With a game waiting in Lawrence, Kan., against the Jayhawks on Monday, many thought Missouri would approach the game against Kansas State on Saturday as a must-win type game to stay alive in the Big 12 Conference. But the sense of urgency for the Tigers to get that first conference win was absent.
Instead, what occurred was more closely related to the sluggish start in Wednesday’s game at Texas, in which the Tigers were out-rebounded by double digits. In the first half against Kansas State, the Tigers were out-rebounded 23-5.
“I thought they were much more physical than we were, as evident by the rebounding at halftime,” said Anderson, who opened his press conference with an apology to Missouri fans. “So they kind of took the fight. They just threw it up there and went and got it.
“I thought they physically took the game at us. And we didn’t respond in a way that I want us to.”
Anderson’s disappointment about the team’s inability to rebound and get loose balls was obvious, both during the game and in the post-game press conference.
“That’s the hustle part. That’s a loose ball,” Anderson said “That’s especially what we’ve always done. And it’s amazing that in this particular game here we didn’t do that. That’s the first thing we talked about. Energy. You got to play with energy and you got to get all the loose balls.”
It took a 16-point Kansas State lead in the second half before the Tigers showed the urgency Anderson was begging for on the sidelines throughout the game. Missouri forward Marshall Brown made play after play to try to get the Tigers back in the game on his way to a career-high 28 points in only 26 minutes. But what Missouri lacked was another good performance from its season’s best playmaker, guard Stefhon Hannah.
Hannah, who was held to a season-low seven points, was only able to play 24 minutes because of foul trouble. He picked up his third foul on a fast break in the first half when Kansas State guard Clent Stewart made up for his turnover by taking a charge.

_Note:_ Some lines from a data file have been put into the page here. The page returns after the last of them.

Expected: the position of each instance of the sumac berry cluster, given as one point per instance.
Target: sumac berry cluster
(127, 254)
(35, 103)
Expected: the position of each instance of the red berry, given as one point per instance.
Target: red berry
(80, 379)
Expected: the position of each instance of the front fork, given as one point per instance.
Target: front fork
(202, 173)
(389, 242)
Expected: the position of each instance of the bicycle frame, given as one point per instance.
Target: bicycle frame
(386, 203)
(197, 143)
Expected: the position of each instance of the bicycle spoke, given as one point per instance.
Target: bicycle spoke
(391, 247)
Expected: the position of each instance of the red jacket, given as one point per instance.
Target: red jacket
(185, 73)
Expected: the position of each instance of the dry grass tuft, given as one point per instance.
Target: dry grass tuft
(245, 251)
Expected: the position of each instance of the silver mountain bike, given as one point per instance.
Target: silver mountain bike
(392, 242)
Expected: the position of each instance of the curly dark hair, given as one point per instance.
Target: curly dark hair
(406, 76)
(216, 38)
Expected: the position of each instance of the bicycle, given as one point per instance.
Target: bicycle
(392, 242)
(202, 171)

Hannah, who showed his displeasure after being whistled for the third foul, was careful with his words in describing the referee’s call on the play.
“That’s what happens. You attack the hole a little out of control,” Hannah said. “You think you’re going to get a call. The referees, they make good calls. That’s what he saw, so that’s what it was.”
Anderson said Hannah’s foul trouble changed the flow of the game.
“It just seemed like it took us out of sync for awhile,” Anderson aid. “I think it really did. But I thought in the second half, we did a lot of the things that we did without Stefhon.”
After picking up his fourth foul early in the second half, Anderson sat his starting point guard on the bench for much of the half. The Tigers made their biggest runs without Hannah, cutting the lead to six before Anderson decided to bring him back in. But Hannah, who denied he was nervous playing against Kansas State and coach Bob Huggins, wasn’t the same player he’s been in Missouri’s first 15 games of the season.
With a chance for the Tigers to cut the lead to four, Hannah missed a short jumper on a three-on-one fast break. Two possessions later, a Hannah 3-point attempt clanked of the backboard before hitting the rim. Down the stretch, with the Tigers down five with just more than a minute to play, Hannah dribbled the ball off his leg before it fell out of bounds. He finished 2-of-9 from the field and 0-of-5 from 3-point range.
“I didn’t play the way I was supposed to play,” Hannah said. “And I didn’t help out my team at all. ...That’s me. If I’ve done something wrong, it’s on me. I don’t blame anybody else for my mistakes.”
Hannah said he was most disappointed with the loss because of how much the Tigers needed to get a conference win. Now 0-3, the pressure builds for a Missouri team filled with newcomers, a team Anderson said could be fragile.
“Most definitely there’s pressure,” Hannah said. “We have to get some wins. We can’t come out like we usually come out and just ‘OK, we got another game.’ Every game is a big game from now on. And it should have been like that from the jump.”